As if the effort to open a law school in San Jose while nearby Golden Gate rusts away were not appalling enough, now there is another attempt to start one in northwestern Louisiana. One writer says "Hell, No" to a law school at Northwestern Louisiana University:
The most overlawyered state in the union categorically does not need, and should not tolerate, a directional school starting up a factory for more middling attorneys.
Indeed not. A similar attempt in Shreveport a few years ago failed after a pilot project with a handful of so-called students. The dreary Pelican State has four law schools already for its relatively small population and can ill afford a fifth.

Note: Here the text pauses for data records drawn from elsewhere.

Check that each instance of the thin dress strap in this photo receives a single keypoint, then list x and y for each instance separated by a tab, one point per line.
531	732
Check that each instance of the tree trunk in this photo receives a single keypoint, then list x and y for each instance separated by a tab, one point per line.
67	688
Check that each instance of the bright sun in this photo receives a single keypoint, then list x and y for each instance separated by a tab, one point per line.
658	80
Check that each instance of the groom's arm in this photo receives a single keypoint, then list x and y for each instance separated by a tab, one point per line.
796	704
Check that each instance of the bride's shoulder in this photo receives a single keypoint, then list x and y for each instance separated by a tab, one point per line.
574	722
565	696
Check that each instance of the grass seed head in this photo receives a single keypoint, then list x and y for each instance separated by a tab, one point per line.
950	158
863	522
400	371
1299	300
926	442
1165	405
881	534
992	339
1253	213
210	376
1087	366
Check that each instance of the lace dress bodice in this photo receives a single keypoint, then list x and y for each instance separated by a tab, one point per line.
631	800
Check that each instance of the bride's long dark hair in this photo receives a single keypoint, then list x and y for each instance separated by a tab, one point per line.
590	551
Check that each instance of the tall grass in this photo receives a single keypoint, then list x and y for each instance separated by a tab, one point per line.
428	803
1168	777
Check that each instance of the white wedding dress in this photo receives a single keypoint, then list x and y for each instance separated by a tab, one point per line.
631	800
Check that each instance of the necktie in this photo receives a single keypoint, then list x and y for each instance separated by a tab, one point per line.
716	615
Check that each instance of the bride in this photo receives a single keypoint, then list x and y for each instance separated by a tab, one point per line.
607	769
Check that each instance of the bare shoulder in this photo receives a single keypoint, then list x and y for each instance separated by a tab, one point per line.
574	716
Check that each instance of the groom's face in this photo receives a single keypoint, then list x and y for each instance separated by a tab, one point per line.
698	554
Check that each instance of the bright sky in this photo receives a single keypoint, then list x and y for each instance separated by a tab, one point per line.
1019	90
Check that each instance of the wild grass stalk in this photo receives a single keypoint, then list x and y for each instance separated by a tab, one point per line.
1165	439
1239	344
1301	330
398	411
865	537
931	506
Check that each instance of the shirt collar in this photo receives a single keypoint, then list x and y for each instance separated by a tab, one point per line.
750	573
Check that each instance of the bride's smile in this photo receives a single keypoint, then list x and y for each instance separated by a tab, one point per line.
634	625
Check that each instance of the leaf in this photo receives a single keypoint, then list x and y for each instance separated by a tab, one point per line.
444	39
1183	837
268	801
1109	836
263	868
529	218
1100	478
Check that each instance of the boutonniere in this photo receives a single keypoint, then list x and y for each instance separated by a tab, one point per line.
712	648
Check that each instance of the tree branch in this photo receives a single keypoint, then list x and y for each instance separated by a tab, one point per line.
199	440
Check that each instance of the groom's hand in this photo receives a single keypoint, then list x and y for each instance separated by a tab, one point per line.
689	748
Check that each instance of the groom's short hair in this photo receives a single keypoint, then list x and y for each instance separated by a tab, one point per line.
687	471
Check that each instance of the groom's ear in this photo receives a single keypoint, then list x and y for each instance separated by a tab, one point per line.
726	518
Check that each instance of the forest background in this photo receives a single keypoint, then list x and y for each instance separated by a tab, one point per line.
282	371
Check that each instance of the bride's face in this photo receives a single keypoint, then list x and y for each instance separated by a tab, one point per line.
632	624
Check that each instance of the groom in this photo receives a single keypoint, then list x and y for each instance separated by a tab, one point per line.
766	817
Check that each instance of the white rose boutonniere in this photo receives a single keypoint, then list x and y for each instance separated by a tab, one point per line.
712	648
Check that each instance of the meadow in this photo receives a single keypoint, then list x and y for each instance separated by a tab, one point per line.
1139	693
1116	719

The proposed law school would be publicly funded. Regulators in Tennessee rejected the Trojan horse of Valpo, a law school in Indiana that failed despite a heritage going back to the nineteenth century, on the grounds that it simply wasn't needed and that it would harm the many other law schools in Tennessee. Now it is proposed to waste badly needed money from Louisiana's public coffers on this vanity project when the evidence of recent experience suggests that there is inadequate demand for another law school in that part of the state, or any other.
People would not flock to that dire corner of Louisiana for the sake of attending this proposed flash in the pan of an über-toilet law school. It would attract perhaps a couple of dozen local students of doubtful quality and potential who for whatever reason were unable to move out of the area for law school. It would be another Indiana Tech—and recall that that poster child of greed and stupidity shut up shop after four humiliating years. At least Indiana Tech blew only its endowment on the ill-fated venture; Northwestern Louisiana University would require funds from the state, and a lot of them.
It is difficult indeed to make a go of a new law school today. The only success has been the U of Irvine, which benefited from advantages that bullshit upstarts in Louisiana and the like just don't enjoy. Accreditation is by no means assured, and students could easily be left high and dry, as many have been at other hopeless über-toilets. Existing law schools, however shitty themselves, have much more to offer, and prospective applicants know it. Few people will gamble on an unknown law school of no reputation and questionable potential, particularly in a desolate place with little demand for legal services.
Let us hope that sane heads will prevail and put the kibosh on this would-be flop.